Ma il centurione rispose: «Signore, io non sono degno che tu entri sotto il mio tetto, ma di’ soltanto una parola e il mio servo sarà guarito. Pur essendo anch’io un subalterno, ho dei soldati sotto di me e dico a uno: “Va’!”, ed egli va; e a un altro: “Vieni!”, ed egli viene; e al mio servo: “Fa’ questo!”, ed egli lo fa».
Ascoltandolo, Gesù si meravigliò e disse a quelli che lo seguivano: «In verità io vi dico, in Israele non ho trovato nessuno con una fede così grande! Ora io vi dico che molti verranno dall’oriente e dall’occidente e siederanno a mensa con Abramo, Isacco e Giacobbe nel regno dei cieli».
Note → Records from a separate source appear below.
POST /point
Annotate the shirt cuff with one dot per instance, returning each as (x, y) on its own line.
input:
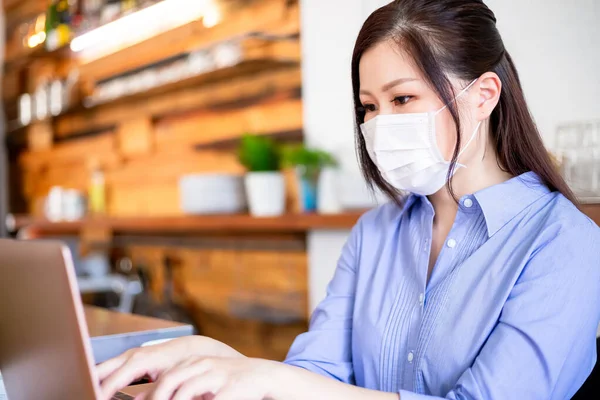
(404, 395)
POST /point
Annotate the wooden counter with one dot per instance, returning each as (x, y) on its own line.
(291, 223)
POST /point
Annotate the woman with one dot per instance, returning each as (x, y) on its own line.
(483, 283)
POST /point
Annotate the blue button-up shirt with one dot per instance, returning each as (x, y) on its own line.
(510, 311)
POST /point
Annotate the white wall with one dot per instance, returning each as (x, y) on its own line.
(555, 44)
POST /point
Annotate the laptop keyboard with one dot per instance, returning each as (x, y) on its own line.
(122, 396)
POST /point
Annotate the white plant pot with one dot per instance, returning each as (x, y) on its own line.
(266, 193)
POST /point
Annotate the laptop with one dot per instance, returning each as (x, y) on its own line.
(45, 350)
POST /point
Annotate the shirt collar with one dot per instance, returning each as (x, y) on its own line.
(501, 203)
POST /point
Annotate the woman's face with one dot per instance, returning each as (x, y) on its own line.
(391, 84)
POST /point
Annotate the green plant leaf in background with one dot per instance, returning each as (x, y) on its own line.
(312, 161)
(259, 154)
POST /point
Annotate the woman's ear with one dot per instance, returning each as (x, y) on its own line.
(489, 88)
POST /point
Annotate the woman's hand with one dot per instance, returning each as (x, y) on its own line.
(152, 361)
(218, 379)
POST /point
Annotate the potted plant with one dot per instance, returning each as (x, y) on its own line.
(308, 164)
(265, 186)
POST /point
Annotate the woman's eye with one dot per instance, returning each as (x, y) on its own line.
(401, 100)
(369, 107)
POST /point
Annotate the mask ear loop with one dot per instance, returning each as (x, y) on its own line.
(470, 140)
(457, 96)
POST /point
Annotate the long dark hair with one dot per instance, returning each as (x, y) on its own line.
(458, 38)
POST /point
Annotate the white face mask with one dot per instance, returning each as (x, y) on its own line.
(404, 149)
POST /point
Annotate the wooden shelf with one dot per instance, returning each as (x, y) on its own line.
(291, 223)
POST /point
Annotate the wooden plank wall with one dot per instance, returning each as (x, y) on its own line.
(145, 144)
(253, 298)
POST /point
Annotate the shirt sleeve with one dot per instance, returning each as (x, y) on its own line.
(326, 348)
(544, 346)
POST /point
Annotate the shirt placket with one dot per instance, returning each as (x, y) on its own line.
(446, 261)
(418, 303)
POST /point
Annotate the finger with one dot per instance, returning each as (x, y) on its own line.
(106, 369)
(141, 396)
(170, 381)
(234, 392)
(202, 385)
(133, 369)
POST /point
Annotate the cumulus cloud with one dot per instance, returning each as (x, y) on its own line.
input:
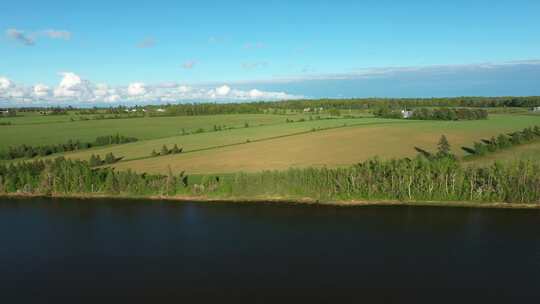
(254, 45)
(223, 90)
(73, 87)
(29, 39)
(5, 83)
(75, 90)
(254, 65)
(41, 90)
(20, 36)
(146, 43)
(136, 89)
(57, 34)
(189, 64)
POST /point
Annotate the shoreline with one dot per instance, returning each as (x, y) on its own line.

«Signore, io non sono degno»: con queste parole, che durante la Messa facciamo nostre, il centurione non chiede, ma racconta a Gesù ciò che sta vivendo. Egli si fida totalmente e la sua preghiera di affidamento colpisce Gesù, anche considerando che egli fa parte del gruppo degli oppressi di Israele. È la fede di chi crede senza cercare segni ma ha l’intima certezza che Chi ci ama non può non ascoltarci e fare ciò che è giusto. È difficile arrivare alla fede di chi espone a Dio le proprie sofferenze confidando nel fatto che lui solo sa come operare per il nostro bene.
È veramente bello che le parole di un pagano siano diventate da secoli l’invocazione che ogni cristiano fa nel momento della celebrazione Eucaristica.